Workers marching on strike

I’ve told you many times that I revere my esteemed hematologist, Dr. Blood. She has kept me alive and well since my diagnosis with leukemia. I’d be long dead without her. This knowledgeable and dedicated physician has well earned my adulation.

During each of my hospital stays since I’ve been under her care, Dr. Blood has appeared on an as-needed basis just like a fairy godmother, consulting with the doctors charged with my care. She doesn’t interfere; she’s just hovering in the background if she’s needed, although she does add her two, five, or even ten cents’ worth if it’s warranted.

During my recent hospitalization, Dr. Blood visited me briefly for the first few days to make sure I was on track. She reviewed my file before she came and was always up to date on my condition and my care. Each day I peppered her with questions, and she always answered patiently and clearly. She even minimized the effort she expended overseeing my care, framing her visits as “social” and blaming them on her obsessive nature.

Over the course of my infection, my blood counts tanked. My white count fell within the normal range, which is atypical for me, my platelets, which had recently reached a safer higher level, began to fall, and my red blood count, which had, after months of iron supplementation, finally reached the normal range, dropped precipitously. Anemia, here we come, again.

I expected the dropping blood counts had something to do with my infection, but I wasn’t sure how. So, during one late-day visit, I asked the esteemed Dr. Blood to explain what was happening. She provided her interpretation in beautiful terms that even I, the concrete one, could understand.

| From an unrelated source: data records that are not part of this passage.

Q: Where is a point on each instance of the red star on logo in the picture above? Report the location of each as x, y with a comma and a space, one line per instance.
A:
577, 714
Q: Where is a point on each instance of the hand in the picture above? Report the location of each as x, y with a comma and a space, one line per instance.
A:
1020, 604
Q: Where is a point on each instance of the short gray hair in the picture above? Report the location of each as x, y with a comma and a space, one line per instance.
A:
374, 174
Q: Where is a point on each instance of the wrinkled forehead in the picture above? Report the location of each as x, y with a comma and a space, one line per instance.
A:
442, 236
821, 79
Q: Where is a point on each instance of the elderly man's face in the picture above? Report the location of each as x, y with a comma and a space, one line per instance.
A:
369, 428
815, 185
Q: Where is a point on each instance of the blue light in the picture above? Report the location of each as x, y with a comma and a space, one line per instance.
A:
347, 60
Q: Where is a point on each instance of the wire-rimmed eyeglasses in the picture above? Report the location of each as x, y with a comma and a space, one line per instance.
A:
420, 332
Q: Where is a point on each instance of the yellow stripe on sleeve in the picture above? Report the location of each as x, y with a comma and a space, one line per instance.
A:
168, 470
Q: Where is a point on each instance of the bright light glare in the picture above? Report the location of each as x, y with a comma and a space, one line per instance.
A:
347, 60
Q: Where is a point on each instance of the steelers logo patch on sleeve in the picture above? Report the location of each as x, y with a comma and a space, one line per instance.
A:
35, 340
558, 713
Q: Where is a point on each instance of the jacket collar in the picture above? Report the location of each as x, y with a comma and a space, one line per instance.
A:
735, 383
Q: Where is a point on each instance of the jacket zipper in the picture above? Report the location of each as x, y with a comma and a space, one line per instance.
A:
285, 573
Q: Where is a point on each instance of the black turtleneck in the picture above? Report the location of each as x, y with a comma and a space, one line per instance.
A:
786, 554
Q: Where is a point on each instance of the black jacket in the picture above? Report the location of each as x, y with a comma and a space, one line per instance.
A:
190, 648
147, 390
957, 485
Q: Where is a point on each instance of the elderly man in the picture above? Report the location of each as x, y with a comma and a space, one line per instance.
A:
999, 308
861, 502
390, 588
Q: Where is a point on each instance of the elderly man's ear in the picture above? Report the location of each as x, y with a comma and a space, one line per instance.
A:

“Think of your bone marrow as militant union workers, ” she said. “If conditions aren’t perfect, those workers will refuse to do their job.” Thus, my blood counts would be expected to drop while my body fought the widespread infection, and to rebound once my condition had improved. Makes sense, doesn’t it? No wonder I’d lost my appetite. My innermost innards were on strike!

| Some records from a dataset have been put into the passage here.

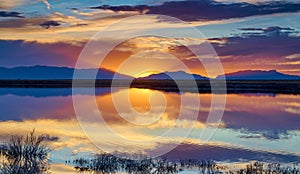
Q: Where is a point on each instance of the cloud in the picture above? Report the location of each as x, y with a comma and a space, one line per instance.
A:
7, 4
231, 154
10, 14
47, 4
49, 24
190, 10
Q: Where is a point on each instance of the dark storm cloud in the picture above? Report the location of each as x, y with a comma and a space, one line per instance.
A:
49, 24
260, 42
193, 10
232, 154
21, 53
10, 14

The day I was to be discharged from hospital, my platelets were especially low. The resident discharging me wanted to top me up before he released me, but first he asked: “What would the esteemed Dr. Blood do?” J. and I knew exactly what Dr. Blood would do. She would say: “Big deal. Don’t play tackle football or get into any bar fights for a few days and you’ll be fine.” Upon hearing this, the resident sent me away with follow-up bloodwork to review with my doctors, just in case.

Yesterday I went for that bloodwork, and tomorrow I will review the results with Dr. Family. If my newfound voracious appetite is any indication of my internal strike status, I expect good news. Dr. Blood received a copy of this bloodwork as well, which of course she will review. If she has any concerns, she’ll alert me. That’s just the obsessive way she is. Takes one to know one.